Les dirigeants du Front populaire viennent enfin de publier leur programme. Pendant six mois, on n’a rien pu obtenir. L’approche des élections a rompu les scrupules de ces messieurs. Voyons donc ce programme, qui a été intégralement approuvé aussi bien par MM. les ministres radicaux, que par les communistes.
Que propose ce programme ?
Un ensemble de mesures qui sont, en partie d’utopiques illusions petites-bourgeoises, en partie des mesures qui serviront parfaitement bien la bourgeoisie. En tout cas on n’y trouve rien qui serve réellement les intérêts du prolétariat.
Voyons d’abord les « revendications économiques ». On propose un Fonds national de chômage, la « réduction de la semaine de travail », un régime de retraites suffisantes pour les vieux travailleurs », enfin la grande panacée, le plan des grands travaux ». Quant à la crise agricole, on propose la « revalorisation des produits de la terre », l’Office des céréales, le soutien des Coopératives agricoles et le développement du crédit agricole, ainsi que « l’aménagement des dettes ». Quant aux décrets lois, on abolira « aussi rapidement que possible » les « injustices qu’ils comportent » !
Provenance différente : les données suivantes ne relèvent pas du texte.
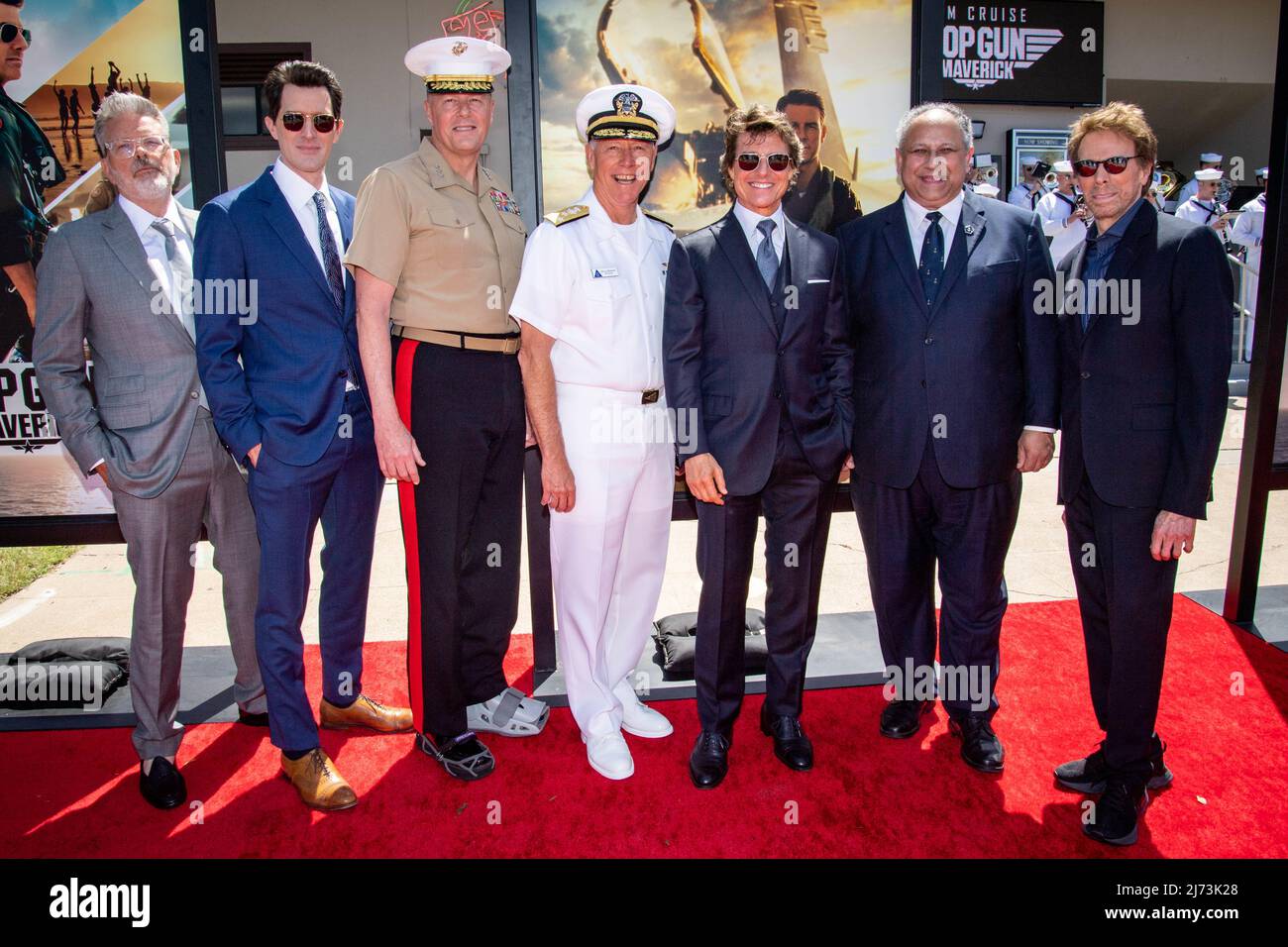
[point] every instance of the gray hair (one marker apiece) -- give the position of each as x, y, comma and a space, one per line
120, 103
915, 112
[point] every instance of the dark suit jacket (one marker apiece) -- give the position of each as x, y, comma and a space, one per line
726, 365
1144, 394
983, 359
287, 390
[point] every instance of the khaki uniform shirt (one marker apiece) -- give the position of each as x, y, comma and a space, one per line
450, 252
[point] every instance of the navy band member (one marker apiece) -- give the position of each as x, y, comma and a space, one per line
591, 304
436, 252
27, 167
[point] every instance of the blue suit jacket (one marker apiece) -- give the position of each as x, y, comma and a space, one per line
296, 350
980, 364
1145, 392
728, 368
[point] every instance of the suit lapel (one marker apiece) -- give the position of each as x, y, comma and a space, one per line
1125, 254
733, 243
798, 258
970, 230
282, 219
120, 236
900, 243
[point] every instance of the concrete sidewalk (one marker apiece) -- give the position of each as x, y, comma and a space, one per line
91, 592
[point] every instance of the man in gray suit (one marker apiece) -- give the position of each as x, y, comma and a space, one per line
123, 279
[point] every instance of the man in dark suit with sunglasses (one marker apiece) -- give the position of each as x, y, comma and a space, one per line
954, 398
758, 365
286, 388
1145, 335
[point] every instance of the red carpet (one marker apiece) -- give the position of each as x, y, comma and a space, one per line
73, 793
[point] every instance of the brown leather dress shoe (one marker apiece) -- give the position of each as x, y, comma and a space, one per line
317, 781
365, 712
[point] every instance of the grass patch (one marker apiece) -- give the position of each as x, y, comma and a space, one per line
21, 566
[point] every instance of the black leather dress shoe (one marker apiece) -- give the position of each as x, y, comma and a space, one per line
163, 788
902, 719
1117, 814
791, 745
980, 746
708, 761
1091, 775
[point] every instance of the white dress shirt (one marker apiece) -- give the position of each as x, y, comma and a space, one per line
299, 196
750, 219
917, 224
154, 247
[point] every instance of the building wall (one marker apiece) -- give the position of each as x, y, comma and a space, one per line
1203, 72
365, 46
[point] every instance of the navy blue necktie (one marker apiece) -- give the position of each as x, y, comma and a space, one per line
767, 261
932, 258
330, 253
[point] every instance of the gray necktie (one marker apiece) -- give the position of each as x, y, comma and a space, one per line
181, 273
767, 261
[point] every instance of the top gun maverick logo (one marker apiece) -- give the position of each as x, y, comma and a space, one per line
990, 43
24, 423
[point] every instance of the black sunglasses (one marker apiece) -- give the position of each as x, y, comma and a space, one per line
777, 162
1115, 165
323, 121
9, 31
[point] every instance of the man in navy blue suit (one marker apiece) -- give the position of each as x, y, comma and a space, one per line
1145, 335
286, 388
758, 368
954, 397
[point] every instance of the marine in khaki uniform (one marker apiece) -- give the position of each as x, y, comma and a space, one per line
436, 252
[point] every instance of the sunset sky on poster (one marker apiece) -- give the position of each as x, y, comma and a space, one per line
868, 69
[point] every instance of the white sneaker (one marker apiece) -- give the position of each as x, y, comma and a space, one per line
609, 757
638, 719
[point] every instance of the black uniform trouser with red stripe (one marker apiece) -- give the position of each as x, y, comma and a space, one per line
460, 525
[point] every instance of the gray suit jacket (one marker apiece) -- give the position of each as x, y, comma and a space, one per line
94, 283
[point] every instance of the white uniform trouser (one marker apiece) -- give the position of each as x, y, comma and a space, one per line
608, 553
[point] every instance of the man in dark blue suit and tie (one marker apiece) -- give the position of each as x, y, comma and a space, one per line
286, 388
1145, 335
758, 371
954, 397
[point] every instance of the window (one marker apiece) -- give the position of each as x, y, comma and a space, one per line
243, 67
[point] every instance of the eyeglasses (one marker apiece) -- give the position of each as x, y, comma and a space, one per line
9, 33
777, 162
127, 147
1116, 165
323, 123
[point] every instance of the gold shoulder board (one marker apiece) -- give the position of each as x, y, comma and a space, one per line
572, 213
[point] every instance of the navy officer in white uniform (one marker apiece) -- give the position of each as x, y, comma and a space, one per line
590, 304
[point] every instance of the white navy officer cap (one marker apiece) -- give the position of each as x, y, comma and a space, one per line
625, 111
458, 63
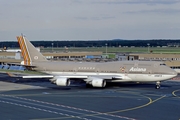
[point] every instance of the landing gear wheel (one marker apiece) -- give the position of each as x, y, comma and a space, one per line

Toutes ces formules électorales ne font de mal à personne. Pourquoi ne dit-on pas qu’il faut réduire la semaine de travail à 40 heures ? Qu’est-ce que « l’aménagement des dettes et le développement du crédit à la campagne », sinon la mainmise étendue des banques sur la paysannerie pauvre et endettée ?
Quant au plan de grands travaux, chacun sait qu’avec le développement technique ils n’emploieront qu’un nombre très réduit de chômeurs, à des tarifs de famine, mais que par contre ils enrichiront les gros entrepreneurs.
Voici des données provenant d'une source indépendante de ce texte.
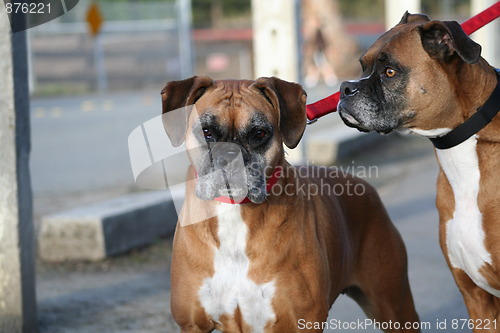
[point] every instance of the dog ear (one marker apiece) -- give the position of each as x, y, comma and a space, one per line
411, 18
176, 96
289, 99
442, 39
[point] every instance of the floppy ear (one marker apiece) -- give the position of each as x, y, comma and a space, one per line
176, 96
289, 99
411, 18
442, 39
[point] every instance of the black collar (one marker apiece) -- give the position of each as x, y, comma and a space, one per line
474, 124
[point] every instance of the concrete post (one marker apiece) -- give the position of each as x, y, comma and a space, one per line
276, 46
17, 276
488, 35
394, 10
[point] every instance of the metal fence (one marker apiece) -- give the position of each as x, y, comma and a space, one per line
141, 45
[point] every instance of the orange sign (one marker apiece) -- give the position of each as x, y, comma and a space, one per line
94, 19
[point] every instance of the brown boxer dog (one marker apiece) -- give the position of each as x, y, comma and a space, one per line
428, 77
276, 261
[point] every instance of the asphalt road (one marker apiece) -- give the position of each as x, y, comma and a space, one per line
131, 293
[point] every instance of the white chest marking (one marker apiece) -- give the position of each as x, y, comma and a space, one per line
230, 286
464, 232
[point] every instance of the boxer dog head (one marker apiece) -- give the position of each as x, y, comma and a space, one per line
234, 130
408, 74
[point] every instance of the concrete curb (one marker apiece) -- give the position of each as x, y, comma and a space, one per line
107, 228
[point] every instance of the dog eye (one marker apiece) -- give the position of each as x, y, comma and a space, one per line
260, 134
207, 134
390, 72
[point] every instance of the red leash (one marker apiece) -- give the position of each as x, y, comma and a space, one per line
329, 104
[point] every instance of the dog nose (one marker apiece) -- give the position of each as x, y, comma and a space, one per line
348, 88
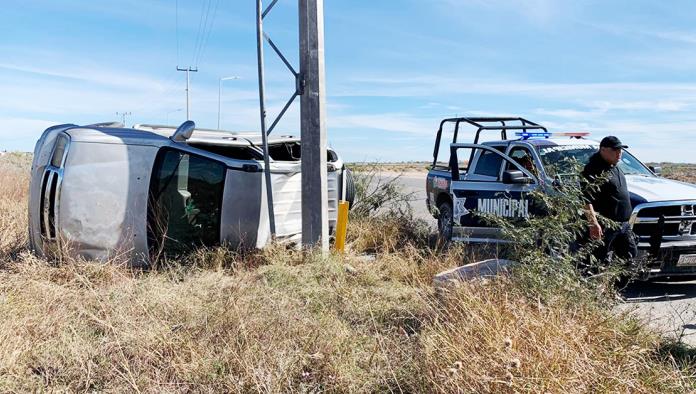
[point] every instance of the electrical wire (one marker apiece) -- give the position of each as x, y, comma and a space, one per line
176, 23
202, 22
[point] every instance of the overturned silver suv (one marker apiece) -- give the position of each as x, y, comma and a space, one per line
103, 189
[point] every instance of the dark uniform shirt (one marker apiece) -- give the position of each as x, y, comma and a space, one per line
609, 198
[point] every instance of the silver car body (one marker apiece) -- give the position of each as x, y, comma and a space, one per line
91, 188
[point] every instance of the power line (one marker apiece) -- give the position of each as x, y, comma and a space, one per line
202, 22
176, 23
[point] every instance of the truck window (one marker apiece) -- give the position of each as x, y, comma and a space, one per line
185, 202
524, 158
489, 163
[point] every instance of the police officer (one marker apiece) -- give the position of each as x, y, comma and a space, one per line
606, 193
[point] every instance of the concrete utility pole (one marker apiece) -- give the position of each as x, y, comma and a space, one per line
220, 95
315, 218
188, 82
123, 116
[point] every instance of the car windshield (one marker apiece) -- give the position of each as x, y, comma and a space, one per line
568, 159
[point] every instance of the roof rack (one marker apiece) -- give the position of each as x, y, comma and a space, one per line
501, 124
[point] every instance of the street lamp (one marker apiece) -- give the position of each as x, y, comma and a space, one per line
220, 95
171, 112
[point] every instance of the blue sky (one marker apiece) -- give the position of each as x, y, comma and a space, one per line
394, 68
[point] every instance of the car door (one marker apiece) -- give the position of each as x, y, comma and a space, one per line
488, 187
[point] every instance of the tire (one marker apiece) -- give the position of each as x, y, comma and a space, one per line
350, 188
445, 221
Mais, qu’il s’agisse de grands travaux, d’offices, ou de fonds national de chômage, où prendre l’argent ? Dans le budget de la guerre et de la police, pensez-vous ? Erreur ! On fera payer les riches ? Voyons ça.
On propose de réglementer la profession de banquier, et quelques propositions analogues qui faisaient partie du programme de Flandin. Quant à la Banque de France, on propose d’en faire, selon une formule chère à Marthe Hanau, la « Banque de la France ». De la France des banquiers et industriels, sans doute ? En tout cas, on évite soigneusement le mot « nationalisation ». On envisage à ce propos « l’élargissement des pouvoirs du gouvernement » (bourgeois) et des « forces organisées du travail ». De Wendel et Jouhaux côte à côte, ça ne les changera guère ! Cela paraîtra peut-être un peu plus nouveau à Racamond.
Mais tout cela ne nous explique toujours pas comment on « fera payer les riches ». On propose alors une « réforme » du système des impôts : « détente fiscale » (au profit des gros industriels forcément) et « majoration de l’impôt général sur les revenus supérieurs à 75 000 francs ». Voilà qui va faire bien peur aux « 200 familles » et même aux quelques milliers d’autres qui disposent d’un revenu de plus de 75 000 francs par an ! D’ailleurs, on n’indique pas quelle sera la progression du taux au-dessus de cette somme ; c’est plus prudent ! On parle bien aussi de taxer les monopoles de fait. Mais comment ? On n’en dit rien. Quant au contrôle des sorties de capitaux, cela ne peut que faire rire MM. les capitalistes. Car enfin, tant que le gouvernement sera bourgeois et capitaliste, que craignent-ils ?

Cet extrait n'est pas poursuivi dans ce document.